Little is known about the genetic determinants of severe asthma exacerbations. We aimed to identify genetic variants associated with asthma hospitalizations. We conducted a genome-wide association study of asthma hospitalizations in 34,167 white British adults with asthma, 1,658 of whom had at least 1 asthma-related hospitalization. This analysis was conducted by using logistic regression under an additive genetic model with adjustment for age, sex, body mass index, smoking status, and the first 5 principal components derived from genotypic data. We then analyzed data from 2 cohorts of Latino children and adolescents for replication and conducted quantitative trait locus and functional annotation analyses.
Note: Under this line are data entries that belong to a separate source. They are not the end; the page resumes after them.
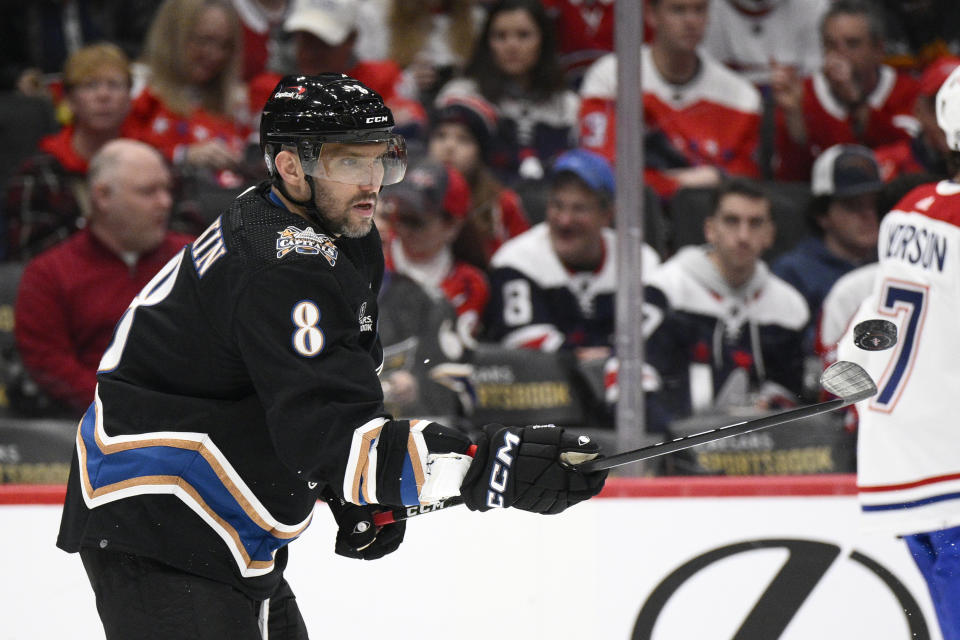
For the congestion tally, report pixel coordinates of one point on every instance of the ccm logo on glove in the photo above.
(500, 473)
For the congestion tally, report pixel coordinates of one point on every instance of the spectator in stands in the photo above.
(926, 150)
(844, 221)
(584, 32)
(36, 38)
(723, 330)
(324, 34)
(746, 35)
(554, 286)
(853, 99)
(702, 119)
(462, 134)
(47, 200)
(431, 40)
(919, 32)
(514, 66)
(193, 105)
(426, 212)
(264, 39)
(71, 296)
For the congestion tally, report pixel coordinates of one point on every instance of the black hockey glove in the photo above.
(530, 468)
(358, 537)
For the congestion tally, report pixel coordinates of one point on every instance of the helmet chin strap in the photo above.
(310, 203)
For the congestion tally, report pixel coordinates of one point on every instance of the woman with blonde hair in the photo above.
(432, 41)
(192, 107)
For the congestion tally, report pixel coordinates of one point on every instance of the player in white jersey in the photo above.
(908, 449)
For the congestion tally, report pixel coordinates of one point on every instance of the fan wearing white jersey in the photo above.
(908, 449)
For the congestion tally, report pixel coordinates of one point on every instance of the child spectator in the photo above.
(47, 200)
(514, 66)
(462, 135)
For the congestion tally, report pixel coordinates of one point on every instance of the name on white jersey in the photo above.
(916, 245)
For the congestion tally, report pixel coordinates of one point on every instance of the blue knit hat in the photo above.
(590, 167)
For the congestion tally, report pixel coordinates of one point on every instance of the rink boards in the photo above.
(662, 558)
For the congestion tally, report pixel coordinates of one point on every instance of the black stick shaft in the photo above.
(679, 444)
(652, 451)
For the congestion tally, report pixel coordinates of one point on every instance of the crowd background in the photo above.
(778, 132)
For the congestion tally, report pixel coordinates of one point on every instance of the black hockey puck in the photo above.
(875, 335)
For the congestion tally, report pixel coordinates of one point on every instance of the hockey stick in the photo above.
(846, 380)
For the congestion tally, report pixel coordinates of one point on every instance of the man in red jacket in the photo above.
(46, 199)
(852, 99)
(72, 295)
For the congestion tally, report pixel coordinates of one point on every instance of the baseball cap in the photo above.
(330, 20)
(846, 170)
(431, 187)
(948, 109)
(590, 167)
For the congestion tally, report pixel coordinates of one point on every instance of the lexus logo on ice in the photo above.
(806, 566)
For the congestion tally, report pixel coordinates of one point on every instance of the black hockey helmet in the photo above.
(307, 111)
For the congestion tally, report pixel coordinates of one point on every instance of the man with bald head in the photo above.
(72, 295)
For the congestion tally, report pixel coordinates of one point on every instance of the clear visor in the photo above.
(377, 162)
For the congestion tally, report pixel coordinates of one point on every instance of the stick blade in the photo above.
(848, 381)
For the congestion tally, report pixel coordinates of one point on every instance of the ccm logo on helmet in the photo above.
(500, 473)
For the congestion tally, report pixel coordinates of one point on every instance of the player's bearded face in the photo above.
(346, 209)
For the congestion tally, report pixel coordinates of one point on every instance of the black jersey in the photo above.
(241, 382)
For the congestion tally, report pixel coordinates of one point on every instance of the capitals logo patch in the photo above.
(308, 242)
(366, 321)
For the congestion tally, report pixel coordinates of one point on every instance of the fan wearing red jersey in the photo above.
(703, 120)
(425, 213)
(853, 98)
(908, 454)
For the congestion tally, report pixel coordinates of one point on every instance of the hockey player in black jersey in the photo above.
(241, 386)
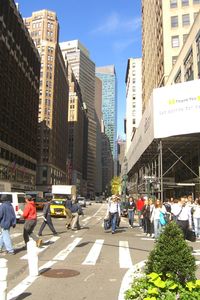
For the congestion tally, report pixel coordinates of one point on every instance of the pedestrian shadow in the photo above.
(22, 296)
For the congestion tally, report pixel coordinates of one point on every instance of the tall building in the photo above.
(19, 97)
(133, 97)
(77, 137)
(53, 104)
(84, 70)
(109, 103)
(165, 26)
(98, 117)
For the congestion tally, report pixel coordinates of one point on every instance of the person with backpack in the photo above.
(114, 212)
(47, 219)
(7, 220)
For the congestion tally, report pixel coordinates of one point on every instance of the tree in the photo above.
(116, 185)
(172, 255)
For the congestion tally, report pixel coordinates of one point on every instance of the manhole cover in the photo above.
(60, 273)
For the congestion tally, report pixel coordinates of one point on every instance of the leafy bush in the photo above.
(172, 255)
(152, 287)
(169, 271)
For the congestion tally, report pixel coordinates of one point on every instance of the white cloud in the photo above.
(115, 24)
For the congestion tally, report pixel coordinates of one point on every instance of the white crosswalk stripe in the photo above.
(94, 253)
(44, 246)
(125, 260)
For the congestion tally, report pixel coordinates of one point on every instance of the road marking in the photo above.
(125, 260)
(14, 235)
(94, 253)
(44, 246)
(86, 219)
(65, 252)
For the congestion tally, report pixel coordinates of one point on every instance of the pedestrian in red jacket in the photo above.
(139, 206)
(30, 216)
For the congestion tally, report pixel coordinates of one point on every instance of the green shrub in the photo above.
(172, 255)
(169, 272)
(152, 287)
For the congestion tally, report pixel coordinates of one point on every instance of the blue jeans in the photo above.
(113, 217)
(157, 227)
(197, 226)
(131, 217)
(5, 240)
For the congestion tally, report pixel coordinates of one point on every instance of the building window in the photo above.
(174, 21)
(178, 77)
(175, 41)
(174, 59)
(195, 14)
(185, 37)
(188, 67)
(173, 3)
(185, 2)
(198, 54)
(185, 20)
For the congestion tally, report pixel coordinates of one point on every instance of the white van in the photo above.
(17, 200)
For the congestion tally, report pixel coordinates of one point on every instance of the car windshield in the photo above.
(58, 202)
(40, 200)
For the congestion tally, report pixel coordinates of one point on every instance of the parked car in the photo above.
(57, 208)
(40, 202)
(82, 201)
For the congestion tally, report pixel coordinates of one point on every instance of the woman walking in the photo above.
(131, 206)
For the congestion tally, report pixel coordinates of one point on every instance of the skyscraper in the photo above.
(166, 25)
(109, 103)
(84, 70)
(19, 97)
(53, 104)
(133, 97)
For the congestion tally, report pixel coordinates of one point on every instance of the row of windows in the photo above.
(185, 20)
(174, 3)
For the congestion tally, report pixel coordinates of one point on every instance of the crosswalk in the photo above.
(124, 254)
(91, 258)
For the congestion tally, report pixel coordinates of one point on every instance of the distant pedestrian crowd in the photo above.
(153, 215)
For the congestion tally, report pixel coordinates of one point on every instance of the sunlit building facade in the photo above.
(53, 102)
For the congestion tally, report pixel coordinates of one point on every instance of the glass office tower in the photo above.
(109, 103)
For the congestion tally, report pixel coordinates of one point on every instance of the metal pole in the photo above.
(161, 172)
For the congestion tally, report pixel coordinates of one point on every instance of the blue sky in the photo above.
(109, 29)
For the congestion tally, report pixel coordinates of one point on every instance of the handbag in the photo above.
(191, 236)
(107, 224)
(162, 219)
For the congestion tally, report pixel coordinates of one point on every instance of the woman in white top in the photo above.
(155, 217)
(196, 217)
(113, 211)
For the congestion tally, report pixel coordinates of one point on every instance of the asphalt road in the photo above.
(86, 264)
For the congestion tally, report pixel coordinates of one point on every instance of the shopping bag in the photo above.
(162, 219)
(107, 224)
(191, 236)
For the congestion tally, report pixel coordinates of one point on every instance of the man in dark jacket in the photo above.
(47, 219)
(7, 220)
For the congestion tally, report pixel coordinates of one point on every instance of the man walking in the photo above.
(47, 219)
(30, 217)
(7, 220)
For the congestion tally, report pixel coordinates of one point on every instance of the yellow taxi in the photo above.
(57, 208)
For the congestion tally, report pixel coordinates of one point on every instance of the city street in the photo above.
(85, 264)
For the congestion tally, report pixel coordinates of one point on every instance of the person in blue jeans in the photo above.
(7, 220)
(131, 206)
(114, 212)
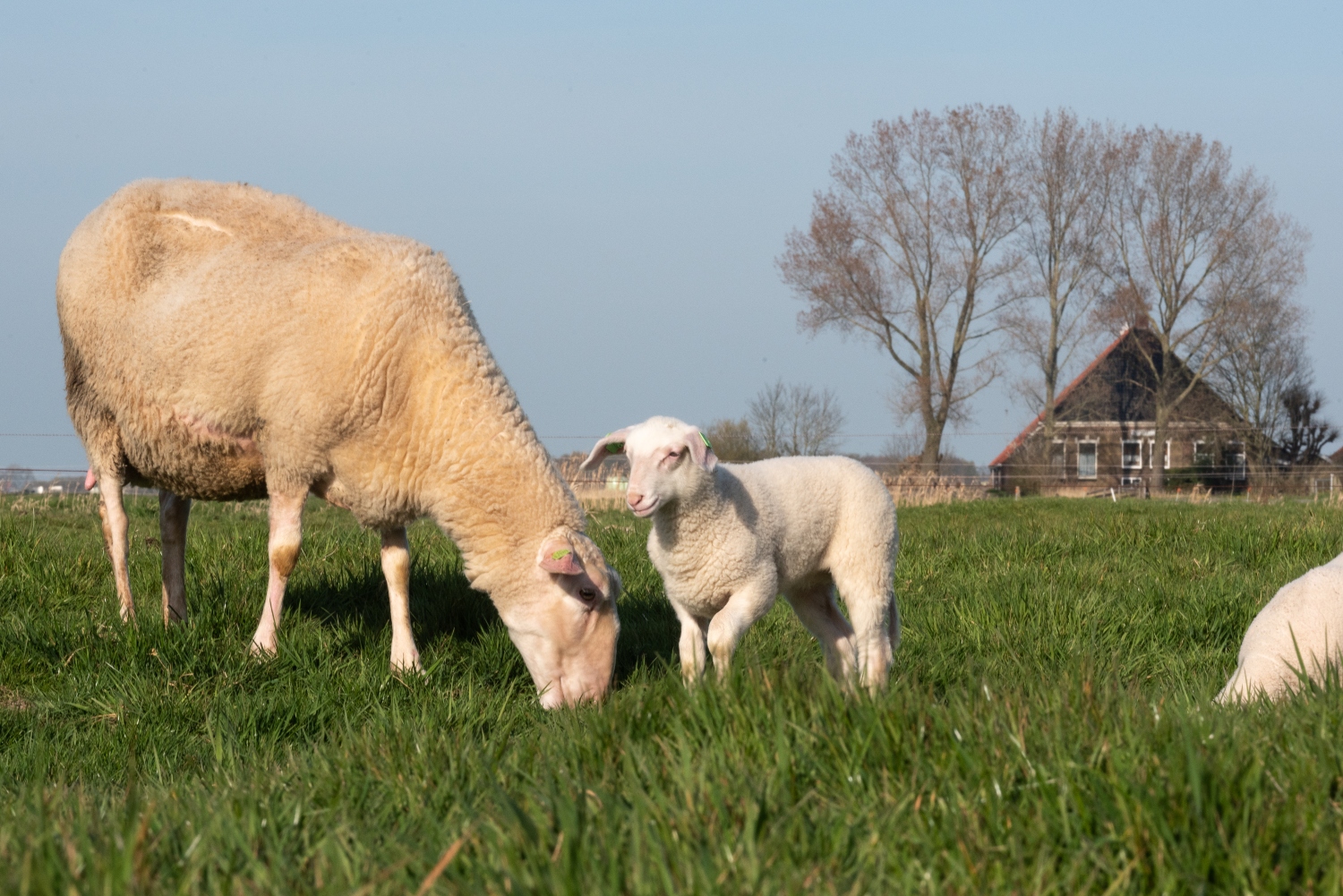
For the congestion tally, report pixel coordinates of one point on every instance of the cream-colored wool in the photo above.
(1300, 630)
(728, 538)
(222, 343)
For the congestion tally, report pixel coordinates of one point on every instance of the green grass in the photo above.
(1048, 727)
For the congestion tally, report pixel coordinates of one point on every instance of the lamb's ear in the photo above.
(701, 450)
(558, 557)
(606, 446)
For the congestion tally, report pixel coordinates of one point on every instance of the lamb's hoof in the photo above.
(260, 651)
(410, 664)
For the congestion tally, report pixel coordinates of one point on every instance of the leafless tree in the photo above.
(735, 440)
(905, 244)
(1066, 168)
(1307, 432)
(1194, 242)
(795, 419)
(1267, 357)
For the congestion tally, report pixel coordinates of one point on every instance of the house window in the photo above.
(1133, 456)
(1236, 460)
(1085, 460)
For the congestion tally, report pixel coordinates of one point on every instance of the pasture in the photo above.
(1048, 727)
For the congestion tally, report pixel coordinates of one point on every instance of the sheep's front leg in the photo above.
(693, 653)
(397, 567)
(743, 609)
(172, 535)
(115, 533)
(287, 535)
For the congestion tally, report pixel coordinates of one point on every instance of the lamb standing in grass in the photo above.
(727, 539)
(227, 343)
(1303, 624)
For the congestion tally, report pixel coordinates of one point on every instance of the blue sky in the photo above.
(612, 182)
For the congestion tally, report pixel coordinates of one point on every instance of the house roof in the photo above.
(1031, 427)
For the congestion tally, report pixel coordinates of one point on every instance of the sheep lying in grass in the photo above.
(226, 343)
(727, 539)
(1302, 625)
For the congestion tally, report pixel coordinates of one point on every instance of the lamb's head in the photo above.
(561, 617)
(668, 460)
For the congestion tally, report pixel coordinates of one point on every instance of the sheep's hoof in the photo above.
(262, 652)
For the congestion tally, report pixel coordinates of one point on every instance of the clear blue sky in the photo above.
(612, 182)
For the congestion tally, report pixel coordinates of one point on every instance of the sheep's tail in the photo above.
(894, 624)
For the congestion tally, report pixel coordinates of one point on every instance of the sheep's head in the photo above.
(564, 622)
(668, 460)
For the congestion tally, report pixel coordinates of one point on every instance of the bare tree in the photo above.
(1066, 169)
(795, 419)
(1267, 357)
(1307, 434)
(733, 440)
(1194, 243)
(904, 246)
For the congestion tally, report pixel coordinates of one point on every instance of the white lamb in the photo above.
(728, 539)
(1302, 625)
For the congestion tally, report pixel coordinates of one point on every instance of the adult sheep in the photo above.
(226, 343)
(728, 539)
(1299, 632)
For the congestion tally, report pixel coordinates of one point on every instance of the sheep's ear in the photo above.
(701, 450)
(558, 557)
(606, 446)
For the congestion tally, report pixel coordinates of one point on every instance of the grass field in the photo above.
(1048, 727)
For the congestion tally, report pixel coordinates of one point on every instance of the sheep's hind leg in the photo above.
(876, 619)
(397, 567)
(692, 648)
(115, 533)
(172, 533)
(814, 602)
(287, 533)
(741, 610)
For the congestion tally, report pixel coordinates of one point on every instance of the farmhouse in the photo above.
(1106, 434)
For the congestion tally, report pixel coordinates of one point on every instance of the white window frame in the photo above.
(1095, 453)
(1123, 455)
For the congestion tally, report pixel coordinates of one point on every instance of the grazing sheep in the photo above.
(727, 539)
(226, 343)
(1302, 625)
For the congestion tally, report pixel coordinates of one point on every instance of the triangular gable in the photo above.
(1031, 427)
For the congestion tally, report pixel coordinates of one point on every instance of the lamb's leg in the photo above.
(287, 527)
(397, 567)
(876, 622)
(693, 652)
(172, 533)
(741, 610)
(115, 533)
(814, 602)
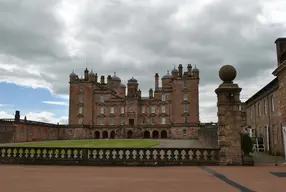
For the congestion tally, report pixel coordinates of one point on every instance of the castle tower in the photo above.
(229, 117)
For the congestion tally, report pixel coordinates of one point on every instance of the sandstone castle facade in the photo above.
(114, 110)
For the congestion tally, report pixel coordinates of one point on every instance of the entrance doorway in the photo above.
(131, 122)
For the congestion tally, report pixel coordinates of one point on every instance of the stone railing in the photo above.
(109, 156)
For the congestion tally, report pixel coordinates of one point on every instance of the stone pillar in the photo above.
(229, 117)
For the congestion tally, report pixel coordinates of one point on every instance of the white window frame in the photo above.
(102, 98)
(80, 121)
(112, 110)
(186, 107)
(80, 110)
(272, 103)
(80, 98)
(153, 110)
(163, 109)
(143, 109)
(101, 110)
(163, 121)
(185, 97)
(163, 97)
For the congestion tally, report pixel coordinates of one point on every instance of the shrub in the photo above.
(246, 144)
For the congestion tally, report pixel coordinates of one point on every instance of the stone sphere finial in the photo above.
(227, 73)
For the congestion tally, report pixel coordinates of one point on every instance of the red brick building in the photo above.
(114, 110)
(266, 109)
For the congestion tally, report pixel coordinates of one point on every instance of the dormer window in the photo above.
(163, 97)
(101, 98)
(185, 97)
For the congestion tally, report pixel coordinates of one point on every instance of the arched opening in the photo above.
(129, 134)
(164, 134)
(112, 135)
(146, 134)
(96, 135)
(105, 135)
(155, 135)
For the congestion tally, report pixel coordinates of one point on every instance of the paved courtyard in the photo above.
(15, 178)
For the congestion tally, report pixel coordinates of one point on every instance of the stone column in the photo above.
(229, 117)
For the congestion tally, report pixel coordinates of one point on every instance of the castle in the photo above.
(114, 110)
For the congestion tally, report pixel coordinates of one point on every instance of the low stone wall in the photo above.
(209, 137)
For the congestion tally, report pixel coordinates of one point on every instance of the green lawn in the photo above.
(92, 144)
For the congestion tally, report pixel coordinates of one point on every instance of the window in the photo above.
(185, 132)
(163, 120)
(122, 121)
(101, 110)
(131, 108)
(186, 108)
(112, 110)
(153, 109)
(101, 122)
(143, 109)
(265, 106)
(111, 121)
(80, 98)
(80, 110)
(163, 97)
(80, 121)
(259, 109)
(163, 109)
(272, 103)
(101, 98)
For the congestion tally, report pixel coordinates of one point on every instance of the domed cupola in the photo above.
(132, 80)
(115, 78)
(167, 76)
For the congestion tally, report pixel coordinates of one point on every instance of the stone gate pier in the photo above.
(229, 117)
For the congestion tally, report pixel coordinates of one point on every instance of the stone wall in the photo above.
(208, 136)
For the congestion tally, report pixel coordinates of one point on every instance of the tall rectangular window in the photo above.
(143, 109)
(101, 98)
(163, 97)
(131, 108)
(163, 120)
(153, 109)
(272, 103)
(163, 109)
(80, 110)
(186, 108)
(185, 97)
(101, 110)
(80, 98)
(112, 110)
(265, 106)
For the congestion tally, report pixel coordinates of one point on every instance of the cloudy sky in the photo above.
(42, 41)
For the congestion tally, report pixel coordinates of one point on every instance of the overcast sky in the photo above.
(42, 41)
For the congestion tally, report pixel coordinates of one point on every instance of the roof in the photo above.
(267, 89)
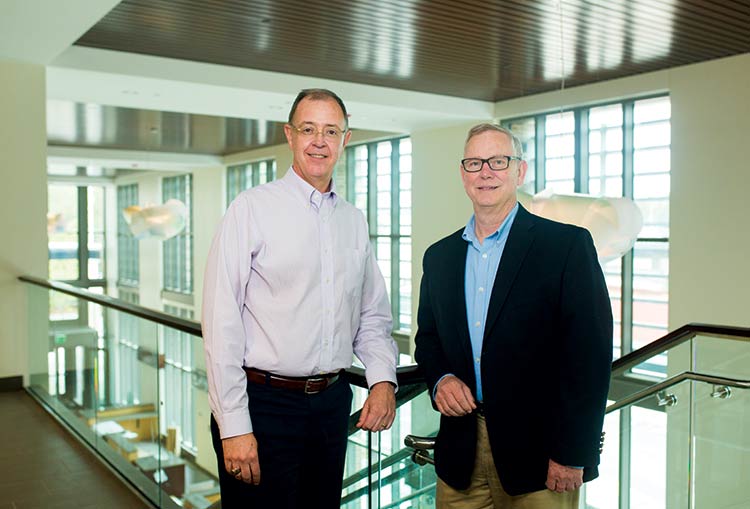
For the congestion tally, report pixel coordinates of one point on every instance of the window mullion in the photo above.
(581, 156)
(541, 163)
(372, 191)
(395, 228)
(626, 323)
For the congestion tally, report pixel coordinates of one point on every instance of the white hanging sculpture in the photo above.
(156, 221)
(614, 223)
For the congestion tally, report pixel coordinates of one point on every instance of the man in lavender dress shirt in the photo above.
(292, 290)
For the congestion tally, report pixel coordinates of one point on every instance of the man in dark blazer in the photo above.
(515, 342)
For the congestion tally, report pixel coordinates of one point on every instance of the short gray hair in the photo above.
(483, 128)
(319, 94)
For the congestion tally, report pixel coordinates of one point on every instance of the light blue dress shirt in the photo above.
(482, 261)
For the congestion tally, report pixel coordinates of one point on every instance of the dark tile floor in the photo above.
(43, 467)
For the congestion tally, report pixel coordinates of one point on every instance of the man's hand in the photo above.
(561, 478)
(379, 410)
(241, 452)
(453, 397)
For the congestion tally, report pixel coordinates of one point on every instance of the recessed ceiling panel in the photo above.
(473, 48)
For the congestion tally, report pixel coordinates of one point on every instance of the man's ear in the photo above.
(522, 168)
(288, 134)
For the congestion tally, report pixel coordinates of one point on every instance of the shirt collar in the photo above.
(470, 235)
(307, 193)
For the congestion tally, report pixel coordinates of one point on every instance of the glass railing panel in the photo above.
(602, 492)
(134, 390)
(721, 447)
(394, 479)
(361, 468)
(648, 456)
(62, 358)
(646, 446)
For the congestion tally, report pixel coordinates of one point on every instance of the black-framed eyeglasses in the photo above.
(309, 130)
(497, 163)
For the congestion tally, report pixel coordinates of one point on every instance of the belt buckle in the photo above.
(308, 385)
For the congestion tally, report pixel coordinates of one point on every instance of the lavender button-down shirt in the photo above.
(291, 287)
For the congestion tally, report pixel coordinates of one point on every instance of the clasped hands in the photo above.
(241, 452)
(453, 398)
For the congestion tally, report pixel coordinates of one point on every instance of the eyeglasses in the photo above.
(329, 132)
(497, 163)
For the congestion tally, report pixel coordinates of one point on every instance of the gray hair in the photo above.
(483, 128)
(319, 94)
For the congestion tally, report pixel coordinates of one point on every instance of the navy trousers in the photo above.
(302, 442)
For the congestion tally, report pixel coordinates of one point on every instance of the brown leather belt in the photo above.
(308, 384)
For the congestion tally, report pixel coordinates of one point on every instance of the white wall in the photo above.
(710, 204)
(23, 205)
(439, 204)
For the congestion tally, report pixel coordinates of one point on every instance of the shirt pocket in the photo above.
(352, 270)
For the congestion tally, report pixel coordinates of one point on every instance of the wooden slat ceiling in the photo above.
(472, 48)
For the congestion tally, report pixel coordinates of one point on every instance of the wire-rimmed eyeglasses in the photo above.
(496, 163)
(309, 130)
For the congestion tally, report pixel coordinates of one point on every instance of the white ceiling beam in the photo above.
(37, 31)
(130, 159)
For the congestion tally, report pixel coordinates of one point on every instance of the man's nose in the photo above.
(485, 170)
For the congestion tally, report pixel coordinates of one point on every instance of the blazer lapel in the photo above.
(455, 281)
(519, 241)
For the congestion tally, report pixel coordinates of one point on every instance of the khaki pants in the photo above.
(486, 492)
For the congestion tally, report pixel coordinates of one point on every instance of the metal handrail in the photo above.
(406, 375)
(423, 444)
(674, 338)
(410, 374)
(182, 324)
(674, 380)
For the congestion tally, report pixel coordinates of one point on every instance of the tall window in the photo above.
(127, 245)
(379, 184)
(179, 401)
(619, 149)
(75, 226)
(125, 378)
(178, 250)
(245, 176)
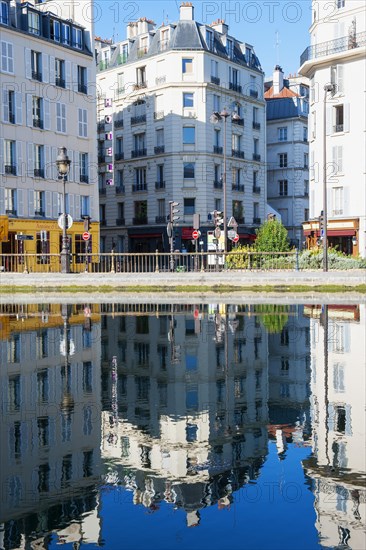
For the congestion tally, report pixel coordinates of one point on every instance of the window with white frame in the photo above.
(61, 118)
(282, 133)
(7, 57)
(337, 200)
(187, 65)
(188, 170)
(283, 188)
(4, 13)
(33, 23)
(84, 167)
(189, 135)
(83, 122)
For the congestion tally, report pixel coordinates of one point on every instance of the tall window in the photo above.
(61, 117)
(282, 134)
(187, 65)
(283, 188)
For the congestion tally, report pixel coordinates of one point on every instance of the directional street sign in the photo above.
(61, 221)
(24, 237)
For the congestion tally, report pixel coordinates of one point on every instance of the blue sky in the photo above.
(261, 23)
At the chromosome 6p21.3 locus, the single-nucleotide polymorphism (SNP) rs56151658 (8 kb from the promoter of HLA-DQB1) was most significantly associated with asthma hospitalizations (for test allele A, odds ratio= 1.36 [95% CI= 1.22-1.52]; P= 3.11×10-8); 21 additional SNPs in this locus were associated with asthma hospitalizations at a P value less than 1×10-6. In the replication cohorts, multiple SNPs in strong linkage disequilibrium with rs56151658 were associated with severe asthma exacerbations at a P value of .01 or less in the same direction of association as in the discovery cohort. Three HLA genes (HLA-DQA2, HLA-DRB6, and HLA-DOB) were also shown to mediate the estimated effects of the SNPs associated with asthma hospitalizations through effects on gene expression in lung tissue. We identified strong candidate genes for asthma hospitalizations in adults in the region for class II HLA genes through genomic, quantitative trait locus, and summary data-based mendelian randomization analyses.